Per chi non lo ricordasse, quando era solo una bambina, Amelia fu infatti testimone assieme a Derek dell’omicidio del padre a fine di rapina, un trauma che l’ha segnata profondamente non solo per l’evento traumatico in sé e per la sua giovanissima età, ma anche per la scelta di sua madre – come le confesserà lei stessa alla fine dell’episodio in uno scambio catartico e liberatorio per entrambe – di allontanata da sé per il fatto che il suo carattere e la sua stessa persona le ricordavano così tanto l’amato marito, perso in maniera così traumatica.
E sebbene questo distacco non possa diventare una scusa per alcune delle scelte di vita di Amelia, sono forse però una parziale spiegazione alla sua ribellione adolescenziale e ad i suoi iniziali problemi con le droghe e l’alcool.
Amelia è sempre stata considerata la pecora nera della famiglia e anche grazie a quel dispregiativo “ragazzina” con cui viene appellata dalle sorelle, che diventa affettuoso solo quando è usato alla fine dell’episodio dalla madre, si capisce quanto poco della attuale Amelia la sua famiglia sappia. Per loro l’immagine della sorella è cristallizzata nella ribelle, capricciosa, irresponsabile dipendente dalle droghe e dall’alcool che hanno sempre conosciuto ed Amelia stessa è così stanca di combattere per essere accettata che ha ormai gettato la spugna ed ha scelto di non rivelare nulla di sé alla sua famiglia, che non solo non è a conoscenza del fallimento del suo matrimonio con Owen, ma non ha nemmeno mai saputo del suo tumore (come d’altronde Link, che lo scopre solo in questa occasione) e che sia stata genitore affidatario di un’adolescente con problemi di droga alla quale ha letteralmente salvato la vita.
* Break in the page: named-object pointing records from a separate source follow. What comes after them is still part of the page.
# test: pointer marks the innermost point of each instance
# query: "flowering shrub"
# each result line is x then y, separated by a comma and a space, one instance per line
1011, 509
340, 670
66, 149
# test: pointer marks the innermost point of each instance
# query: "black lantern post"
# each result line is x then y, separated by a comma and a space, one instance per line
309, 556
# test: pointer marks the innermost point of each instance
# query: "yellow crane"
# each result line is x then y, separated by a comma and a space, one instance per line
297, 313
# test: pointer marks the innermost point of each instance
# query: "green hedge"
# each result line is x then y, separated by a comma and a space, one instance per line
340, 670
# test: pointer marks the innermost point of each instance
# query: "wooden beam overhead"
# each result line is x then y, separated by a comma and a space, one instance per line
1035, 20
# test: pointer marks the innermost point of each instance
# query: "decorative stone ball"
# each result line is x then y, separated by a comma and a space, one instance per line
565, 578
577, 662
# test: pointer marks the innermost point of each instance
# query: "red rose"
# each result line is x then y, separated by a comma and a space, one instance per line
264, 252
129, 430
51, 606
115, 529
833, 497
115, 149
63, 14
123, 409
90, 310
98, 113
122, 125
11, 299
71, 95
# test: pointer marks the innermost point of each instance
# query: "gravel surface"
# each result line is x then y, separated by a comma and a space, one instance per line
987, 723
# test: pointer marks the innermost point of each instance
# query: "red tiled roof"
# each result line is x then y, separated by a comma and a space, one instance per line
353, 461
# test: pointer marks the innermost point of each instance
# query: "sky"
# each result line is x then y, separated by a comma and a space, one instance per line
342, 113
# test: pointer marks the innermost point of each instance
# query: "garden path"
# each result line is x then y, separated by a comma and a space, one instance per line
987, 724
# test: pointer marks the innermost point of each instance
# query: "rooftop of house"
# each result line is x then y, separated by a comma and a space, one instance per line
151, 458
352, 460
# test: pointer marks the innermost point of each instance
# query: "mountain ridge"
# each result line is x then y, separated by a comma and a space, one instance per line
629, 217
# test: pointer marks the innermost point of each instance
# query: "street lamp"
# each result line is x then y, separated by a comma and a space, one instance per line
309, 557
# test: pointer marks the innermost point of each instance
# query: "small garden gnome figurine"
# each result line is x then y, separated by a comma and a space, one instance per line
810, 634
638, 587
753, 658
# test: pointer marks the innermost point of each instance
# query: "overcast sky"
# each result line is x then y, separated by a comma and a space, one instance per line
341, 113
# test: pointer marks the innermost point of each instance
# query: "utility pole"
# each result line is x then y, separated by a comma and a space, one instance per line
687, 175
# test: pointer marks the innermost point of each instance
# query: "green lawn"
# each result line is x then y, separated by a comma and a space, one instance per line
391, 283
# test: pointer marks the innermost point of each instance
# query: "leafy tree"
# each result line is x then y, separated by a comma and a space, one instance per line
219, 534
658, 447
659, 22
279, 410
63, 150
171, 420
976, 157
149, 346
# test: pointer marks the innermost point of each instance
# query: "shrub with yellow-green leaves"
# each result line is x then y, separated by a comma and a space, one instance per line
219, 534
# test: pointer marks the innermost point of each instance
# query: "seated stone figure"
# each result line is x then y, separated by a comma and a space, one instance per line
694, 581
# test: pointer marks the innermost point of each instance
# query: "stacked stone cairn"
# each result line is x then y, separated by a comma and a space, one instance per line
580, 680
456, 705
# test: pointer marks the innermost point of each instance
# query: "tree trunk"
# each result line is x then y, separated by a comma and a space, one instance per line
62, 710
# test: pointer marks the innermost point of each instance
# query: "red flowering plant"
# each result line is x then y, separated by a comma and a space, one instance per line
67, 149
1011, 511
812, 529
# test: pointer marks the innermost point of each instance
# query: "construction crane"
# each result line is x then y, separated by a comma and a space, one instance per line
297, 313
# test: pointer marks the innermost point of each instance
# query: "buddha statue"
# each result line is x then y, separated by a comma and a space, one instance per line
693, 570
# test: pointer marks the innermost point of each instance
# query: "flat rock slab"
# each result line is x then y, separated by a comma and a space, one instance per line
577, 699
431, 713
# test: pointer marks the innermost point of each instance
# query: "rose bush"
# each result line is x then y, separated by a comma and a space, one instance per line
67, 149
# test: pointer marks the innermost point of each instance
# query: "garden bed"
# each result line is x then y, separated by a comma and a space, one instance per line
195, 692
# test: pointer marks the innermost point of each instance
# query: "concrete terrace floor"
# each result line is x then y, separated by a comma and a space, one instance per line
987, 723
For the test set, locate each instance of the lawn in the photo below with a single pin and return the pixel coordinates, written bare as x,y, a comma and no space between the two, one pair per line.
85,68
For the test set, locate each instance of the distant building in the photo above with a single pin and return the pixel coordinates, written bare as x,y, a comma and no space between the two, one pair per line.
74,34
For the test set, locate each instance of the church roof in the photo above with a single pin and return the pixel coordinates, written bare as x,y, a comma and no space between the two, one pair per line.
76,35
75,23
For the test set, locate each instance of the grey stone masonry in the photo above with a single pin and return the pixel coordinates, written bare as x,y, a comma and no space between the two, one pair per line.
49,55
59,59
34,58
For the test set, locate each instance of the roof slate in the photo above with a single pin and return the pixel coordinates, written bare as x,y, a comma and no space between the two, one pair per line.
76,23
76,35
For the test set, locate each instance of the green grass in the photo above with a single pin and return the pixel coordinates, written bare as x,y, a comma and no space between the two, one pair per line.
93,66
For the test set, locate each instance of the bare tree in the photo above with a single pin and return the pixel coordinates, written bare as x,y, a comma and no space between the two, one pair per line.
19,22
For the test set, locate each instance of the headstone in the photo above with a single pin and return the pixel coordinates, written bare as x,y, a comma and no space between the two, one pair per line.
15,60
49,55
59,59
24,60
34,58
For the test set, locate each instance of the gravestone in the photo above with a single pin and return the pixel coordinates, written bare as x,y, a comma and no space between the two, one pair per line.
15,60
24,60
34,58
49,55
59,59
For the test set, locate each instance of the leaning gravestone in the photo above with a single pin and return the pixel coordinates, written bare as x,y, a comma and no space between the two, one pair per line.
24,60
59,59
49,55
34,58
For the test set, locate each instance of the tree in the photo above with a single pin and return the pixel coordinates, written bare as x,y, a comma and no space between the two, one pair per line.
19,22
Ma mentre queste omissioni diventano per Nancy e Kathleen l’ennesima occasione per accusare la sorella di essere un’irresponsabile senza arte né parte, per la madre Carolyn e per Amelia stessa saranno un motivo di riflessione. Dopo molto tempo madre e figlia avranno infatti l’opportunità di parlare a cuore aperto e dirsi finalmente la verità, Carolyn con la consapevolezza ed il peso dei suoi errori ed Amelia con tutta la forza della sua maturità, il suo successo come professionista e persino la comprensione nei confronti della madre per aver vissuto lei stessa la terribile e costante paura di amare un figlio deciso ad autodistruggersi e la frustrazione di non sapere come aiutarlo.

Un episodio tanto intenso non poteva poi che finire con un evidente paragone tra la famiglia di origine di Amelia e quella ormai ufficiale ed acquisita quando, tornata a casa, si ritrova con Meredith e Maggie a raccontare loro cosa sia successo a New York con la consapevolezza non solo di aver vinto una battaglia importante, ma anche di avere finalmente accanto qualcuno onesto e buono come Link che – nonostante le circostanze ed il desiderio di lei di vivere la loro relazione come un “divertisment” – le ha chiaramente dimostrato di essere dalla sua parte senza compromessi e senza paura di affrontare i suoi traumi, ma essendo piuttosto orgoglioso della donna che è diventata nonostante il suo difficile passato.

La quindicesima stagione di Grey’s Anatomy va in onda negli Stati Uniti ogni giovedì sulla ABC ed in Italia ogni lunedì su Fox Life.